La publicación de su autobiografía en 2004 sirvió para diluir su vida todavía más en la nebulosa de verdades y mentiras que siempre ha puesto entre él y el mundo circundante. Este desdibujamiento voluntario de su —inconfundible, por mucho que lo intente— figura culmina con sus actuaciones en «La gira interminable» de Bod Dylan and The Band. Más de 2.300 conciertos desde los primeros 90, un centenar largo cada año, de un Dylan despojado de guitarra, refugiado al fondo del escenario con un órgano y una armónica, rodeado de unos excepcionales músicos de americana. Este Dylan al teclado es odiado, en realidad, por unos seguidores que no pueden evitar seguir pagando para verle.

Dylan tocó tres días seguidos este fin de semana en el Hammersmith Apollo de Londres acompañado de Mark Knopfler, ex líder de Dire Straits. Cada noche, solo al final emergía del fondo oscuro de las tablas, y lo hacía para saludar, reverencia, puerta... y luces. «El señor Dylan ha abandonado el teatro», aclaraba la megafonía. «Dylan se ha pasado su vida manteniendo una distancia con su público. Está en su naturaleza, es como una declaración de independencia artística», decía el lunes el crítico Ludovic Hunter-Tilney en «The Financial Times» . Suele acabar sus actuaciones balbuceando versiones libres de «Like a Rolling Stone», algunos dicen que haciendo gárgaras con ella. Pero el lunes Knopfler y él cantaron juntos «Forever Young» , y era imposible no acordarse de su aparición principesca, con sombrero blanco y traje sureño, en «El último vals» de The Band, el legendario concierto grabado por Martin Scorsesse en 1978.

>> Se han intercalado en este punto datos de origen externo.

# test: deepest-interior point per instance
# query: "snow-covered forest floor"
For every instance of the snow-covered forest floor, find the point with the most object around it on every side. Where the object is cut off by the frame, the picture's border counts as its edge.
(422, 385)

A sus 70 años, Dylan ha logrado convencer al universo de que nunca muere . Nacido como Robert Zimmerman en Duluth (Minnesota), de padres judío-ucranianos, justificaba así su cambio de nombre en una entrevista: «Naces en el sitio equivocado, con los padres equivocados, a veces pasa, ¿sabes?». Su último salto a la actualidad lo ha dado en calidad de presunto plagiador, por el parecido con otras obras de varios de sus cuadros expuestos en septiembre en Nueva York. Es la libertad creadora de una estrella que es, en realidad, muchos artistas a la vez, como mostraba de forma sorprendente la película «I´m not there». Y que nunca ha sido un divo.